A Short History of the World
- 1st edition (1922), Cassell & Company
- Author: H. G. Wells
- Subject: General history
- Publisher: Cassell & Company (London), The Macmillan Company (New York)
- Publication date: 1922
- Pages: 432 (Cassell), 455 (Macmillan)
- OCLC: 3499379
- Text: A Short History of the World at Wikisource

= A Short History of the World (Wells book) =

Book by Herbert George Wells

A Short History of the World is an account of human history by English author H. G. Wells. It was first published in 1922 by Cassell & Company (London) and The Macmillan Company (New York). The book was preceded by Wells's fuller 1919 work The Outline of History, and was intended "to meet the needs of the busy general reader, too driven to study the maps and time charts of that Outline in detail, who wishes to refresh and repair his faded or fragmentary conceptions of the great adventure of mankind."

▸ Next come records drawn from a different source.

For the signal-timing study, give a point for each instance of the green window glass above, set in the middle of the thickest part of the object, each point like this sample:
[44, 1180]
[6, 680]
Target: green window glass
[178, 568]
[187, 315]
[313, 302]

The first edition had around 400 pages, with about 200 illustrations, including 21 maps. Later editions were published with updated accounts of world events. It was published in Penguin Books in 1936, and republished under Penguin Classics in 2006.

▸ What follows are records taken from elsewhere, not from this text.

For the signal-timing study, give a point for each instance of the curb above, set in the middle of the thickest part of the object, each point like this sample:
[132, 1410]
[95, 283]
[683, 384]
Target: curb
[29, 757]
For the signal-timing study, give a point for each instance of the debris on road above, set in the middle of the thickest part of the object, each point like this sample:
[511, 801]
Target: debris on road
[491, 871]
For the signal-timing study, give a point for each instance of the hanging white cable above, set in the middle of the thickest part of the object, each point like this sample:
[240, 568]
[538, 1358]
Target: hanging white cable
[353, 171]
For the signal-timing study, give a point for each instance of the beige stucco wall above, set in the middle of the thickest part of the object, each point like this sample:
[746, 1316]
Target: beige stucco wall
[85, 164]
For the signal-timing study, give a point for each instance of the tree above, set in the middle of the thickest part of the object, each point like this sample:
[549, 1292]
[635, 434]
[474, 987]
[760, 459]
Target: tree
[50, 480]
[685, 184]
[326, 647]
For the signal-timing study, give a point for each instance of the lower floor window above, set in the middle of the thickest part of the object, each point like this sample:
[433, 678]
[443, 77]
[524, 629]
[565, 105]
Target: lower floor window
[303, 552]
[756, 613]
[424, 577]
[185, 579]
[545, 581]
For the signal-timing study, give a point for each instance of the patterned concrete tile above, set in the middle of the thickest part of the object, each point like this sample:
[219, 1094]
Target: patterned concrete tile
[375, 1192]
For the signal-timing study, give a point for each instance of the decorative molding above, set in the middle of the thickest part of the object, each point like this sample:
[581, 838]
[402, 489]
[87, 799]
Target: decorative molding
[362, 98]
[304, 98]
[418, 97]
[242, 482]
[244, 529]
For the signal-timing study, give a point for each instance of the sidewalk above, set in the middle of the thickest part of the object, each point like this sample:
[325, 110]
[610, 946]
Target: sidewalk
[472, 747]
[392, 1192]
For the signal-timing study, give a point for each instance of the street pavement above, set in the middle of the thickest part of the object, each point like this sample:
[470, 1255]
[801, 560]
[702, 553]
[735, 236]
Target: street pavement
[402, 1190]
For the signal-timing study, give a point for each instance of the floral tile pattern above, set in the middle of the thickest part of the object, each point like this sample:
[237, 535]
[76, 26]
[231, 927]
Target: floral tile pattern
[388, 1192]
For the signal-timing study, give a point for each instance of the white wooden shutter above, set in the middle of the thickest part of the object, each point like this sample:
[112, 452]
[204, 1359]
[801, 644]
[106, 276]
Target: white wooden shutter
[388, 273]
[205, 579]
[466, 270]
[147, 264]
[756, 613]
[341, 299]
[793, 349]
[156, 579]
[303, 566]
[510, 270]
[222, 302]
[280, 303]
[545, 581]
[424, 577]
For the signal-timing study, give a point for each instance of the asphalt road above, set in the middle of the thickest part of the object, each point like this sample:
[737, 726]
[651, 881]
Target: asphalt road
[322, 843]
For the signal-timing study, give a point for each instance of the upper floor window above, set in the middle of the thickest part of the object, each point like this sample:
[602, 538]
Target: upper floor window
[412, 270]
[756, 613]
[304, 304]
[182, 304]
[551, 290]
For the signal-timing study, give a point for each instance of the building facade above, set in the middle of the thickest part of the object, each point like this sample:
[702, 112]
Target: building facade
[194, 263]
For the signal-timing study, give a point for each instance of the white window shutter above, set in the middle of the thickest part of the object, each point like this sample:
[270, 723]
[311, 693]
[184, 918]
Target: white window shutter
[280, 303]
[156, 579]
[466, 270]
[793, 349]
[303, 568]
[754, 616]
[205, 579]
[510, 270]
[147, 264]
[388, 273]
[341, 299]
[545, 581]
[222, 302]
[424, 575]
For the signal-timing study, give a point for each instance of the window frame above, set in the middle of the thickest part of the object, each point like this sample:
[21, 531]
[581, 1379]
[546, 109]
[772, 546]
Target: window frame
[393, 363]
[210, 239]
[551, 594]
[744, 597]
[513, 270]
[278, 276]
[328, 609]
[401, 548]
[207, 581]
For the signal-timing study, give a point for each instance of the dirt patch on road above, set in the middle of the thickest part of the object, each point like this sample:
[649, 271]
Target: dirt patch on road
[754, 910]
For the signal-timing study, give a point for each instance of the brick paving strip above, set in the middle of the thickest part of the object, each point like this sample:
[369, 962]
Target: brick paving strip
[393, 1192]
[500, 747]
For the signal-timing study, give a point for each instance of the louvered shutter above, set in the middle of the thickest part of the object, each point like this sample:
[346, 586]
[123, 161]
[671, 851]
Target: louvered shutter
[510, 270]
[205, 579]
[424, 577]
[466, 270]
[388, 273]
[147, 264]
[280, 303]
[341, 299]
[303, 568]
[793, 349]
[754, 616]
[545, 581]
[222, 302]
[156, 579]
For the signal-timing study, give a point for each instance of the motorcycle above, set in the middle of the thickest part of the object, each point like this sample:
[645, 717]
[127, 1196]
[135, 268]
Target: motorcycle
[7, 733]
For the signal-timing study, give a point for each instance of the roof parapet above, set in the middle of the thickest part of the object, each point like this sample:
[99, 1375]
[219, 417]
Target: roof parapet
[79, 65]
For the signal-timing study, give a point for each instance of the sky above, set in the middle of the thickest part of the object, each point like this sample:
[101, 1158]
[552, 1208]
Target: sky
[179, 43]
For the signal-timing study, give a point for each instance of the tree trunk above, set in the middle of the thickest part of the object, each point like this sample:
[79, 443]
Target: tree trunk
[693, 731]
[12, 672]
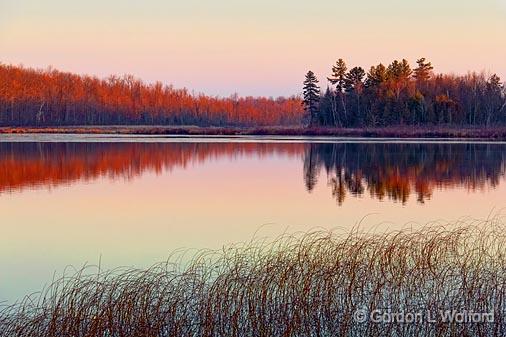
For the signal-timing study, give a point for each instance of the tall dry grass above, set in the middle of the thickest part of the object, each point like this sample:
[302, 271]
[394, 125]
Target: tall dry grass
[298, 285]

The book summarises the scientific knowledge of the time regarding the history of Earth and life. It starts with its origins, goes on to explain the development of the Earth and life on Earth, reaching primitive thought and the development of humankind from the Cradle of Civilisation. The book ends with the outcome of the First World War, the Russian famine of 1921, and the League of Nations in 1922.

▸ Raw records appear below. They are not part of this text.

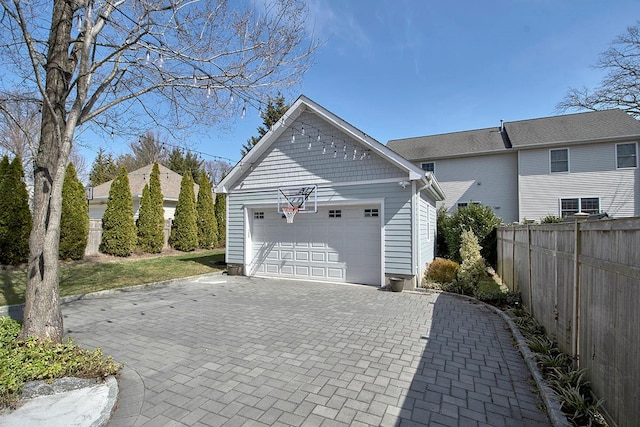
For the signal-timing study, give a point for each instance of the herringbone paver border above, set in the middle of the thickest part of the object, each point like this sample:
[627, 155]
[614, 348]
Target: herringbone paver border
[225, 351]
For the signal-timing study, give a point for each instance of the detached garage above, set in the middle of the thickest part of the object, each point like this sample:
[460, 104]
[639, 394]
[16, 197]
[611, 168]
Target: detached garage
[363, 213]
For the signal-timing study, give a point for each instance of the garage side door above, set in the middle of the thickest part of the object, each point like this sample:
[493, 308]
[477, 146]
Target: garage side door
[337, 243]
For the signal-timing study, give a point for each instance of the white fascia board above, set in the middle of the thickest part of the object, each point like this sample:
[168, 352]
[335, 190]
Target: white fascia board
[299, 106]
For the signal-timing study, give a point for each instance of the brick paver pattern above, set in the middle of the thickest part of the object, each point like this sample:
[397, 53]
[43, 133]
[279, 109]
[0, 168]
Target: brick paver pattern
[233, 351]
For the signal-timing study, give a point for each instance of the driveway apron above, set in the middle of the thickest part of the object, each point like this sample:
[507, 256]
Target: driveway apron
[232, 351]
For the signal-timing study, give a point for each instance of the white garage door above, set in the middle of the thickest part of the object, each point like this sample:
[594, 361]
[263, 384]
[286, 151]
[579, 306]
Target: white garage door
[336, 243]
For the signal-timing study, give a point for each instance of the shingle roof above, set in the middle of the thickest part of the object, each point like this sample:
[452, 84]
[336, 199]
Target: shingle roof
[169, 183]
[449, 144]
[569, 128]
[557, 130]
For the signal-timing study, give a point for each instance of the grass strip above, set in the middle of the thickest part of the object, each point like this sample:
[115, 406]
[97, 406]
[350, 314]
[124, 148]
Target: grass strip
[92, 276]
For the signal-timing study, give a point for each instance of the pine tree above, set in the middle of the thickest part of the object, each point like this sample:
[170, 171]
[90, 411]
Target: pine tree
[74, 222]
[184, 229]
[151, 216]
[207, 224]
[103, 170]
[15, 216]
[274, 111]
[118, 228]
[221, 218]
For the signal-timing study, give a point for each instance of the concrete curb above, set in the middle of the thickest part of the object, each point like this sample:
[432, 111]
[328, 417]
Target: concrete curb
[15, 311]
[549, 397]
[110, 406]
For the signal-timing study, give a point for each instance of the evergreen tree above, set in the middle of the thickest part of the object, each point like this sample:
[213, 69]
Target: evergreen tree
[151, 217]
[221, 218]
[274, 111]
[207, 224]
[182, 163]
[103, 170]
[74, 222]
[184, 229]
[15, 216]
[118, 228]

In 1934 Albert Einstein recommended the book for the study of history as a means of interpreting progress in civilisation.

==Censorship==
The Spanish-language translation of A Short History of the World, discussing world events up to the late 1930s, was banned by the Francoist government in 1940. In two 1948 reports, Spanish censors gave a list of reasons for suppressing the book's publication. These were that the book "shows socialist inclinations, attacks the Catholic Church, gives a twisted interpretation of the Spanish Civil War and the Spanish National Movement, and contains 'tortuous concepts.'" As a result, A Short History was not published in Spain until 1963.